UpFront

Can US tenants cope with COVID eviction protections ending?

Housing rights campaigner Rob Robinson and Legal Aid’s Beth Mellen on the housing crisis in the United States.

“Once the courts open up, we will see a rush to evict,” says housing rights campaigner Rob Robinson. America’s federal moratorium on evictions ended in August last year and, with COVID housing protections almost all gone, the expected wave of evictions will likely worsen the country’s homelessness crisis.

Robinson himself was unhoused for two years and eventually “found his way out”. But he warns against the narrative that unhoused people should be able to “pull themselves up by their bootstraps”.

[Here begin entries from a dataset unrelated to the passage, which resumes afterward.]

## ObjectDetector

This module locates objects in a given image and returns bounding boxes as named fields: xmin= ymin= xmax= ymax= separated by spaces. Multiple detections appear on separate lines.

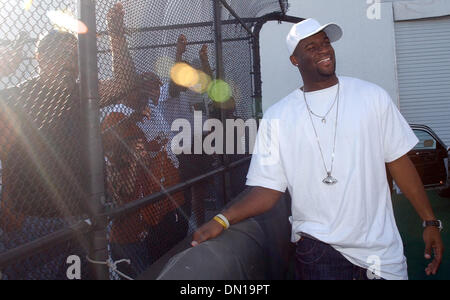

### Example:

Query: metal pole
xmin=78 ymin=0 xmax=109 ymax=280
xmin=212 ymin=0 xmax=231 ymax=203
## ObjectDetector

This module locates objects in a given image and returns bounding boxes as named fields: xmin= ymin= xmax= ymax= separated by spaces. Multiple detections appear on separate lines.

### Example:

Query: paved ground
xmin=392 ymin=191 xmax=450 ymax=280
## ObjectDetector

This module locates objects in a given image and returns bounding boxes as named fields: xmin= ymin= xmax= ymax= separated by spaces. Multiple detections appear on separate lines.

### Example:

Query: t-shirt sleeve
xmin=246 ymin=113 xmax=288 ymax=193
xmin=380 ymin=91 xmax=419 ymax=163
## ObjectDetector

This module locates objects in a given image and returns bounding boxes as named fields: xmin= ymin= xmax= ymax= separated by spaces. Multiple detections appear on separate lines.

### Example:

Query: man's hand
xmin=177 ymin=34 xmax=187 ymax=62
xmin=423 ymin=226 xmax=444 ymax=276
xmin=107 ymin=2 xmax=125 ymax=36
xmin=191 ymin=220 xmax=224 ymax=247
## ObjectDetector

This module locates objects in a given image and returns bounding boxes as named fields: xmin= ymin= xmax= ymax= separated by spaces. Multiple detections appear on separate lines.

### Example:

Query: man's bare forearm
xmin=388 ymin=155 xmax=436 ymax=220
xmin=223 ymin=187 xmax=283 ymax=224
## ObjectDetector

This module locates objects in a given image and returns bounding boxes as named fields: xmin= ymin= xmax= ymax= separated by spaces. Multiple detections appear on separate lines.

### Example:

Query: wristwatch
xmin=422 ymin=220 xmax=444 ymax=232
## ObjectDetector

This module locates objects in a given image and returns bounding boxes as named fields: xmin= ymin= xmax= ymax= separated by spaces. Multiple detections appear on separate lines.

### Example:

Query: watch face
xmin=423 ymin=220 xmax=444 ymax=231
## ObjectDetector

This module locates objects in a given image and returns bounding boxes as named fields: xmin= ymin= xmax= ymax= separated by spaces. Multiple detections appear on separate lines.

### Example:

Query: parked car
xmin=386 ymin=124 xmax=450 ymax=198
xmin=408 ymin=124 xmax=450 ymax=188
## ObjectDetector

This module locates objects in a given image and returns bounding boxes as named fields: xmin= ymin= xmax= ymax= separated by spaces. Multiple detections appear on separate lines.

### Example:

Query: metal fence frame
xmin=0 ymin=0 xmax=303 ymax=280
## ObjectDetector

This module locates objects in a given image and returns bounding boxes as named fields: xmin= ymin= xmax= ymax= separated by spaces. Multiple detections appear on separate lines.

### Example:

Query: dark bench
xmin=139 ymin=191 xmax=292 ymax=280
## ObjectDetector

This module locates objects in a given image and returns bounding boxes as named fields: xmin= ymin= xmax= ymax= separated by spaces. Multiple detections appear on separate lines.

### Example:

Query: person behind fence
xmin=192 ymin=19 xmax=443 ymax=280
xmin=0 ymin=3 xmax=136 ymax=279
xmin=101 ymin=112 xmax=155 ymax=278
xmin=136 ymin=72 xmax=191 ymax=260
xmin=165 ymin=34 xmax=219 ymax=225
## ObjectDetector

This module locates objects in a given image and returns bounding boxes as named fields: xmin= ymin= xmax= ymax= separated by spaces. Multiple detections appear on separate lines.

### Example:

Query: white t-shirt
xmin=247 ymin=77 xmax=418 ymax=280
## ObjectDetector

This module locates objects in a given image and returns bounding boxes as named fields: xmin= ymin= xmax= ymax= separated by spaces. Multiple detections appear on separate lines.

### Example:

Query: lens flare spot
xmin=208 ymin=79 xmax=232 ymax=103
xmin=170 ymin=63 xmax=199 ymax=88
xmin=47 ymin=11 xmax=88 ymax=34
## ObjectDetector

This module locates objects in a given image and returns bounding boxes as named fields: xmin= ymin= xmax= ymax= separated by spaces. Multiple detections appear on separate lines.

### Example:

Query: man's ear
xmin=289 ymin=55 xmax=298 ymax=67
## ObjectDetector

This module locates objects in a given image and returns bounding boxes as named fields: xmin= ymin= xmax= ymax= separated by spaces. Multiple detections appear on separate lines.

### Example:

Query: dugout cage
xmin=0 ymin=0 xmax=299 ymax=280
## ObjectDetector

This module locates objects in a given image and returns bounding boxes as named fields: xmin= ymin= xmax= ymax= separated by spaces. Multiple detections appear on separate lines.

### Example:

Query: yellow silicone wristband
xmin=213 ymin=216 xmax=227 ymax=229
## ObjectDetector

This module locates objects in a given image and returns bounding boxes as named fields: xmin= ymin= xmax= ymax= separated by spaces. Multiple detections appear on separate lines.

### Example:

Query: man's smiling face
xmin=291 ymin=31 xmax=336 ymax=79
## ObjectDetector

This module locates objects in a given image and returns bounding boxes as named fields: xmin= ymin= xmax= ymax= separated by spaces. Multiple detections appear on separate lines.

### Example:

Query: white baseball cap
xmin=286 ymin=19 xmax=343 ymax=55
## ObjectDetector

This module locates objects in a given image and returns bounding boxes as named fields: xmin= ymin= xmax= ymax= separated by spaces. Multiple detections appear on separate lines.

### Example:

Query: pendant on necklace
xmin=322 ymin=172 xmax=338 ymax=185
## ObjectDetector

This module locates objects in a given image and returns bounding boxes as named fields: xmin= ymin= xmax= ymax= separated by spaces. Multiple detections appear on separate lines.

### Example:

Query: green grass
xmin=392 ymin=191 xmax=450 ymax=280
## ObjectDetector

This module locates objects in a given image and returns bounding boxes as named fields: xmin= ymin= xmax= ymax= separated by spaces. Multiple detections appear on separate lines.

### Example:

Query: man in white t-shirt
xmin=193 ymin=19 xmax=443 ymax=280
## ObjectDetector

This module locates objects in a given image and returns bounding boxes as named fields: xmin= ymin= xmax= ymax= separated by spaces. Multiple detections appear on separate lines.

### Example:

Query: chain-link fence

“I had an infrastructure around me. I had knowledge of how it was to live not homeless. Many of the folks who were suffering had lived in poverty and struggled all their lives … You can’t just pick yourself up by your bootstraps. You need support.”

Beth Mellen, the director of Legal Aid’s Eviction Defense Project, says preventive solutions such as aid from the federal government can help. “In DC, we’ve had about $400m in rental assistance distributed to landlords on behalf of tenants. And so, it may have just kind of held off on a tsunami that’s gradually going to come.”

On UpFront, Marc Lamont Hill speaks with Rob Robinson from the Campaign to Restore National Housing Rights and Beth Mellen, director of Legal Aid’s Eviction Defense Project, about the housing crisis facing tenants in US cities.